I began teaching writing residencies when I moved to North Carolina in1990 and quickly evolved a collaborative process of linked reading-writing activities that went from imagining characters to editing a final draft.
In 2004, I began Story Quilt collaborations with textile-designer Peg Gignoux. I guided groups in creating a story and then, in a parallel process, Peg led participants in developing visual images to illustrate the allegorical tale.
In 2011, with the help of Julia Gignoux, book designer, we turned our Tell Me a Patch Story Quilt into a book. That has led to more collaborations and founding For Kids By Kids, a team of artists who collaborate with non-profits working for positive social change to transform their principles into vibrant words and illustrations.
Currently we are putting finishing touches on Lenna’s Gift, written with a community of Latinx youth from 8-18. The story tells of River who wants to be big and strong and boasts of its power when flooding. River’s friend Moon who sees the whole world gives a bigger view. “Big and strong aren’t always best. The spiders’ webs are torn, and the grasses lie bent and broken by your waters.” River finds true strength by helping Lenna, a determined young woman with a vibrant idea for uniting the world.
See past collaborations below:
Planting Hope – A hard-working girl and a golden seed unite a contentious garden.
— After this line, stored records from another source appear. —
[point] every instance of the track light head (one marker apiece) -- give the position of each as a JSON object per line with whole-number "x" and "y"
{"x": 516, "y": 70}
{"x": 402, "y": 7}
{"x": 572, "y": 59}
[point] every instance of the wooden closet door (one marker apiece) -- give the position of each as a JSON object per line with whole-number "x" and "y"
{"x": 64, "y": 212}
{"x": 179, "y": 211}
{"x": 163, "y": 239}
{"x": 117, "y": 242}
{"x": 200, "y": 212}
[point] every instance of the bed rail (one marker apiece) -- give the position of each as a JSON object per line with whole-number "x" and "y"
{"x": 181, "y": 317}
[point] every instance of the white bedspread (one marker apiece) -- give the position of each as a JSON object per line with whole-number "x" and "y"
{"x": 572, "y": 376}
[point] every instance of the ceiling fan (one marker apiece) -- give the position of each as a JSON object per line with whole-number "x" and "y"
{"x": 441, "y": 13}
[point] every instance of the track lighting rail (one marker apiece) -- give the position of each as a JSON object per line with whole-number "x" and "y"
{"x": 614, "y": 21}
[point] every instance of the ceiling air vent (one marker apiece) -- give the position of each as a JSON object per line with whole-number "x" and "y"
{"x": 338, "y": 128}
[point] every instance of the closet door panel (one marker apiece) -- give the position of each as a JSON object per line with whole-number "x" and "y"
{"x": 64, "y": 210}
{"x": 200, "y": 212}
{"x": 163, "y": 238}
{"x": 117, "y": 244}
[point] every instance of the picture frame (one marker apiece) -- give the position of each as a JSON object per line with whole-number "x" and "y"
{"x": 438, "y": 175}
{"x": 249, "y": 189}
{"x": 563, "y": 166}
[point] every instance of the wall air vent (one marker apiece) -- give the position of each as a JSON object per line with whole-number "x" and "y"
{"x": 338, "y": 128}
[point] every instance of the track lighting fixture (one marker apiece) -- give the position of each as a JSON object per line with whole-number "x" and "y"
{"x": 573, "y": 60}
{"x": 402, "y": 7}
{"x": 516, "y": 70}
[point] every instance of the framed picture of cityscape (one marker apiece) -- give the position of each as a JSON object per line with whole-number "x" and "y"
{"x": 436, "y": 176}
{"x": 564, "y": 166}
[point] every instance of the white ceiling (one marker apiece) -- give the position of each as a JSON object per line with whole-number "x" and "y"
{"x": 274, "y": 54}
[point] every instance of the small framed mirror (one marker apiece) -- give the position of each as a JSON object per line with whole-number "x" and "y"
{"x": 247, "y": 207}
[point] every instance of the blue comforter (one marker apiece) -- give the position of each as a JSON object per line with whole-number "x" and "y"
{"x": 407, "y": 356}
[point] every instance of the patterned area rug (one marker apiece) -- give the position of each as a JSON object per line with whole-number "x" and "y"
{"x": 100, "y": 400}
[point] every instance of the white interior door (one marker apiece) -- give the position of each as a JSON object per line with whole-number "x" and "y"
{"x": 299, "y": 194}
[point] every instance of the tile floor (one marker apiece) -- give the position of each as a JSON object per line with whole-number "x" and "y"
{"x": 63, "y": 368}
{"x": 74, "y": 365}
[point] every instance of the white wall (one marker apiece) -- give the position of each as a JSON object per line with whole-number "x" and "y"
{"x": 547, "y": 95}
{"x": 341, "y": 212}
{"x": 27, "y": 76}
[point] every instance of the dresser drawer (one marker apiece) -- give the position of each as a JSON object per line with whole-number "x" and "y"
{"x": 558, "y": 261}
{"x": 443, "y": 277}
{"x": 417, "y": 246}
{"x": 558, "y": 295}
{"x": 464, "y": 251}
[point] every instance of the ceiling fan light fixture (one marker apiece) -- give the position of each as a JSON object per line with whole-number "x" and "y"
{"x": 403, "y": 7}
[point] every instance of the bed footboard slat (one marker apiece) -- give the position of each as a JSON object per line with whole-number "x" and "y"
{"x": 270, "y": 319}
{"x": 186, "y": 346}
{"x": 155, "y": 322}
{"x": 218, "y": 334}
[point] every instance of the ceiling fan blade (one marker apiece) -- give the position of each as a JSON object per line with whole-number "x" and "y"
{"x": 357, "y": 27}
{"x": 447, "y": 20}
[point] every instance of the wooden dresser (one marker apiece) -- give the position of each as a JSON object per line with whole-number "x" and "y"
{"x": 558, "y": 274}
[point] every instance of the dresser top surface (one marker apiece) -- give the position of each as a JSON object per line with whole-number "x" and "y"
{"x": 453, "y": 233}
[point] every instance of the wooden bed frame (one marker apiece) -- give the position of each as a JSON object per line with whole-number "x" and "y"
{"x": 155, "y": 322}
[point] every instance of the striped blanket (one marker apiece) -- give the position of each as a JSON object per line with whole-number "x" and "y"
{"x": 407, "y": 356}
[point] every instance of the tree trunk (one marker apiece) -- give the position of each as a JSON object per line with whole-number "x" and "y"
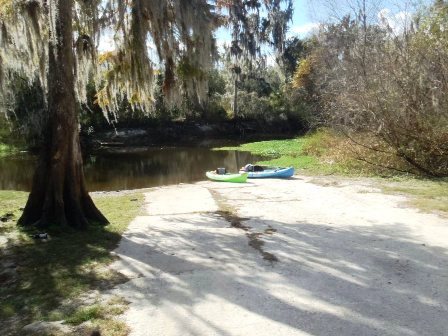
{"x": 58, "y": 194}
{"x": 235, "y": 100}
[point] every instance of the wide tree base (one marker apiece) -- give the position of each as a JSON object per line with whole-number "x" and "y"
{"x": 59, "y": 195}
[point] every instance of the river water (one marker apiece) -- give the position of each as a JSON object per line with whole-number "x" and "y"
{"x": 131, "y": 168}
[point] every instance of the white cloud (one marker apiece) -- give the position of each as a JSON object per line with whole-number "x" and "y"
{"x": 303, "y": 30}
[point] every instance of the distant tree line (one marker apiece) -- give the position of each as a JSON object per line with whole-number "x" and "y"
{"x": 384, "y": 86}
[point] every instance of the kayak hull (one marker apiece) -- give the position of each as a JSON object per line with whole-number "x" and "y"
{"x": 273, "y": 173}
{"x": 235, "y": 178}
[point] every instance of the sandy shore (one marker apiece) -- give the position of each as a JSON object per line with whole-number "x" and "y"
{"x": 283, "y": 257}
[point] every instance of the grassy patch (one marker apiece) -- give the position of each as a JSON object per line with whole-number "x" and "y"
{"x": 325, "y": 152}
{"x": 44, "y": 274}
{"x": 308, "y": 153}
{"x": 427, "y": 195}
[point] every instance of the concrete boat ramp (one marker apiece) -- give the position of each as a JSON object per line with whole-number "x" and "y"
{"x": 283, "y": 257}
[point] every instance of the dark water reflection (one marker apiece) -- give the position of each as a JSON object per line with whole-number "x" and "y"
{"x": 132, "y": 168}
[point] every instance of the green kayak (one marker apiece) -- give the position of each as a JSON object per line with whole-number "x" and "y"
{"x": 236, "y": 178}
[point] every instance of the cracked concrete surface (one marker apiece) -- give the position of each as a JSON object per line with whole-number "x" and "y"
{"x": 350, "y": 261}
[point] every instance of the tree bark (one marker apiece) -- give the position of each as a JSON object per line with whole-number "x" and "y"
{"x": 59, "y": 195}
{"x": 235, "y": 99}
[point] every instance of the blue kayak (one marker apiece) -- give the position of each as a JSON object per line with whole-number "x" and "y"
{"x": 268, "y": 172}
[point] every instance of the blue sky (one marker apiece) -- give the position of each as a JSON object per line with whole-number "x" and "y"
{"x": 307, "y": 13}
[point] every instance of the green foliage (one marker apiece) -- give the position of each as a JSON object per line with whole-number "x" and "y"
{"x": 386, "y": 89}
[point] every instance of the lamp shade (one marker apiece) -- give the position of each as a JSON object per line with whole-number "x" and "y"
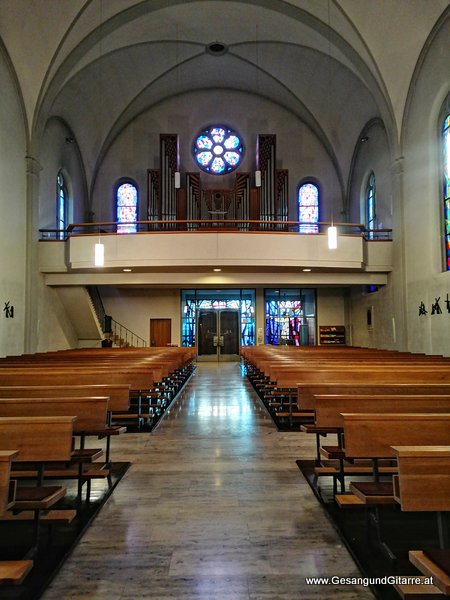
{"x": 332, "y": 237}
{"x": 99, "y": 255}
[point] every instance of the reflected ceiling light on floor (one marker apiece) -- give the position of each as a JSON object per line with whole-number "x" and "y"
{"x": 99, "y": 255}
{"x": 332, "y": 237}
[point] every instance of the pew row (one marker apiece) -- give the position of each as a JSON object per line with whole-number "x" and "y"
{"x": 12, "y": 572}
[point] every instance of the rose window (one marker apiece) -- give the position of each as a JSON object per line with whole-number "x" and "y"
{"x": 218, "y": 150}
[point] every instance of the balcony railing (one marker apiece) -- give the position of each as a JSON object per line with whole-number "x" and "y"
{"x": 216, "y": 225}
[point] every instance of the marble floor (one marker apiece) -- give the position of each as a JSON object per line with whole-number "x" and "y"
{"x": 212, "y": 508}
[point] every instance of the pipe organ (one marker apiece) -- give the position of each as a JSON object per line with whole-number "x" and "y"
{"x": 193, "y": 198}
{"x": 242, "y": 202}
{"x": 266, "y": 163}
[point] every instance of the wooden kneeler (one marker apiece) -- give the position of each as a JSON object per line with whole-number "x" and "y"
{"x": 38, "y": 439}
{"x": 12, "y": 572}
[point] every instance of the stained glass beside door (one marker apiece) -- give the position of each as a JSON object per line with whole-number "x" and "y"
{"x": 195, "y": 300}
{"x": 290, "y": 317}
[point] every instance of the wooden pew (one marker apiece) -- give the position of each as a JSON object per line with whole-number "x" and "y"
{"x": 307, "y": 394}
{"x": 38, "y": 440}
{"x": 329, "y": 408}
{"x": 12, "y": 572}
{"x": 328, "y": 419}
{"x": 118, "y": 394}
{"x": 423, "y": 484}
{"x": 372, "y": 435}
{"x": 91, "y": 413}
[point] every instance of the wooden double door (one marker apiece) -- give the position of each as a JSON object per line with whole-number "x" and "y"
{"x": 218, "y": 335}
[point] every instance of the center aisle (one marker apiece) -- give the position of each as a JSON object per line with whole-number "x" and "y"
{"x": 212, "y": 508}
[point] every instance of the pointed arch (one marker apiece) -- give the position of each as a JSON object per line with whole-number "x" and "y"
{"x": 308, "y": 207}
{"x": 126, "y": 199}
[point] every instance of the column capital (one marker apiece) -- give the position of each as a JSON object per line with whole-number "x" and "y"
{"x": 398, "y": 165}
{"x": 34, "y": 167}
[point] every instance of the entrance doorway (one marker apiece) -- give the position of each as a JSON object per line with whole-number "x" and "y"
{"x": 160, "y": 332}
{"x": 218, "y": 335}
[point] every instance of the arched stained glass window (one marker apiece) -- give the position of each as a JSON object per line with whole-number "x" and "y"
{"x": 308, "y": 208}
{"x": 127, "y": 207}
{"x": 446, "y": 187}
{"x": 61, "y": 205}
{"x": 371, "y": 212}
{"x": 218, "y": 150}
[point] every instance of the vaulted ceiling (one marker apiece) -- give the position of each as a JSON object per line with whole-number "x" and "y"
{"x": 98, "y": 64}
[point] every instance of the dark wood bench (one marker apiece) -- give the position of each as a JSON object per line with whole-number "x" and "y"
{"x": 423, "y": 484}
{"x": 12, "y": 572}
{"x": 91, "y": 413}
{"x": 372, "y": 435}
{"x": 38, "y": 440}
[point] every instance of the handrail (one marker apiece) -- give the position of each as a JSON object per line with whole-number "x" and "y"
{"x": 99, "y": 309}
{"x": 198, "y": 225}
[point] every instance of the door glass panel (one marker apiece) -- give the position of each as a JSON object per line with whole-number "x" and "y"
{"x": 207, "y": 332}
{"x": 229, "y": 332}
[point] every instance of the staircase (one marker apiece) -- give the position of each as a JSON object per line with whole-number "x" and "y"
{"x": 120, "y": 335}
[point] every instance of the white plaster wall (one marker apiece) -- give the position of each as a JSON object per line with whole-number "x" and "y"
{"x": 426, "y": 279}
{"x": 384, "y": 332}
{"x": 57, "y": 154}
{"x": 135, "y": 307}
{"x": 14, "y": 216}
{"x": 137, "y": 148}
{"x": 372, "y": 155}
{"x": 330, "y": 308}
{"x": 54, "y": 328}
{"x": 386, "y": 304}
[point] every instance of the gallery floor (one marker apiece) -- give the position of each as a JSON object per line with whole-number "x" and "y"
{"x": 213, "y": 507}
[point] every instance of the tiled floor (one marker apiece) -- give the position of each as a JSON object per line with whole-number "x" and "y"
{"x": 213, "y": 508}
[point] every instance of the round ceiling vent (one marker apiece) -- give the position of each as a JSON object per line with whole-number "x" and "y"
{"x": 216, "y": 49}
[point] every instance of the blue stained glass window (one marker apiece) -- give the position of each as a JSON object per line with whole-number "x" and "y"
{"x": 242, "y": 300}
{"x": 371, "y": 214}
{"x": 61, "y": 205}
{"x": 446, "y": 186}
{"x": 308, "y": 208}
{"x": 218, "y": 150}
{"x": 290, "y": 317}
{"x": 126, "y": 205}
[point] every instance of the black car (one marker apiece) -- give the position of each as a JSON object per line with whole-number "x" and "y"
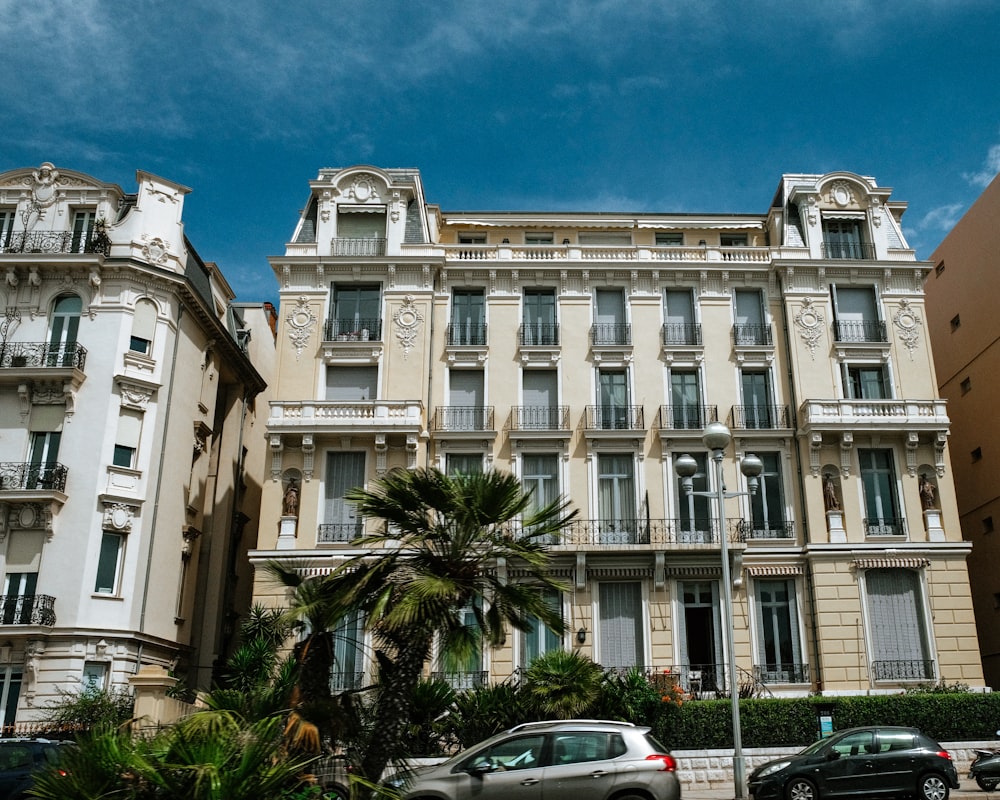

This 2016 book was commissioned by PORCH in Chapel Hill and produced in collaboration with an ELS class at Smith Middle School and after-school students at Rogers Road Community Center, both located in Chapel Hill.
Transplanting Traditions: The Story of a Community Farm
Transplanting Traditions- The Karen Youth Art Group, sponsored by the FRANK Gallery, wrote, illustrated, and photographed this picture book in Karen and English. The 2015 publication documents a community that finds a home in the United States when a Chapel Hill location enables their gardening tradition to take root.
What Can A Small Bird Be?
What Can A Small Bird Be?- A tiny bird’s life gets bigger when he discovers important virtues like courage and perseverance. A partnership between the North Carolina Department of Instruction and North Carolina Museum of Art, this book was written by eight teams of teenagers across the state of North Carolina in 2011.
Tell Me a Patch
Tell Me a Patch- This picture book reveals the raucous nature of a library and a timid little pillow who is comforted by a storytelling chair. Patrons of all ages of the Hemphill Library in Greensboro, NC collaboratively wrote and illustrated the tale. This 2006 project had support from the Greensboro Public Library.